Which of the following findings should lead the nurse to decide that spinal shock was resolving in the adolescent with a spinal cord injury?
- A. Atonic urinary bladder.
- B. Flaccid paralysis.
- C. Hyperactive reflexes.
- D. Widened pulse pressure.
Correct Answer: C
Rationale: Hyperactive reflexes indicate the resolution of spinal shock, as the nervous system begins to recover from initial flaccidity.
After doing well for a period of time, a child with leukemia develops an overwhelming infection. The child's death is imminent. Which of the following statements offers the nurse the best guide in making plans to assist the parents in dealing with their child's imminent death?
- A. Knowing that the prognosis is poor helps prepare relatives for the death of children.
- B. Relatives are especially grieved when a child does well at first but then declines rapidly.
- C. Trust in health care personnel is most often destroyed by a death that is considered untimely.
- D. It is more difficult for relatives to accept the death of an older child than that of a toddler.
Correct Answer: B
Rationale: A rapid decline after improvement is particularly devastating, guiding the nurse to provide extra emotional support.
When assessing for pain in a toddler, which of the following methods should be the most appropriate?
- A. Ask the child about the pain.
- B. Observe the child for restlessness.
- C. Use a numeric pain scale.
- D. Assess for changes in vital signs.
Correct Answer: B
Rationale: Toddlers cannot reliably verbalize pain, so observing behavior like restlessness is most appropriate.

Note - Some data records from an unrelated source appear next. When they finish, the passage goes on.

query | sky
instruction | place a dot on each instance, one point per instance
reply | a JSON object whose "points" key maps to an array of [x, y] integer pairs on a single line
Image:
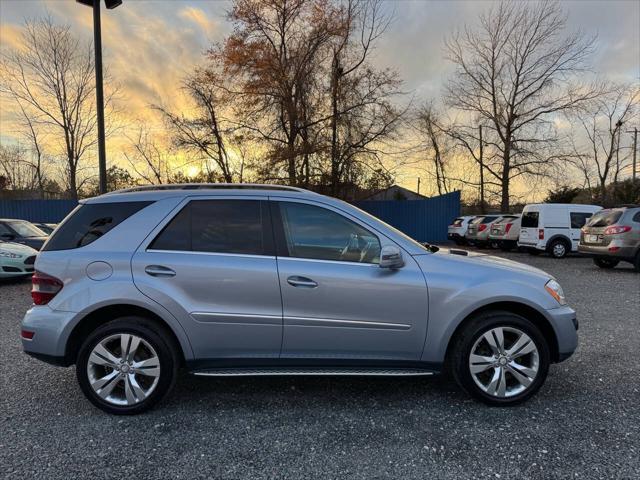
{"points": [[149, 45]]}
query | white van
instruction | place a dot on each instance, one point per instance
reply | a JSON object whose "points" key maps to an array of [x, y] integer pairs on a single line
{"points": [[553, 227]]}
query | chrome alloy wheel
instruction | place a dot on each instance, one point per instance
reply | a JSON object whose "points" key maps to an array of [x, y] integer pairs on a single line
{"points": [[559, 250], [504, 362], [123, 369]]}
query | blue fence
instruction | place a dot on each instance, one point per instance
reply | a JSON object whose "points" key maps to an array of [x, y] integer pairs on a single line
{"points": [[44, 211], [423, 220]]}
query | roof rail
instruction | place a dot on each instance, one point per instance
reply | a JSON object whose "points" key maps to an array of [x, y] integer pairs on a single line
{"points": [[209, 186]]}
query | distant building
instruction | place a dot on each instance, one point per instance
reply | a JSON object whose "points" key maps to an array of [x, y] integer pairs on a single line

The nurse is preparing to administer the last dose of ceftriaxone (Rocephin) before discharge to a 1-year-old but finds the I.V. has occluded. The nurse should:
- A. Restart the I.V.
- B. Administer the medication intramuscularly.
- C. Arrange for early discharge.
- D. Ask the provider to request an order change.
Correct Answer: B
Rationale: Administering ceftriaxone intramuscularly is appropriate when the I.V. is occluded, ensuring the child receives the final dose before discharge.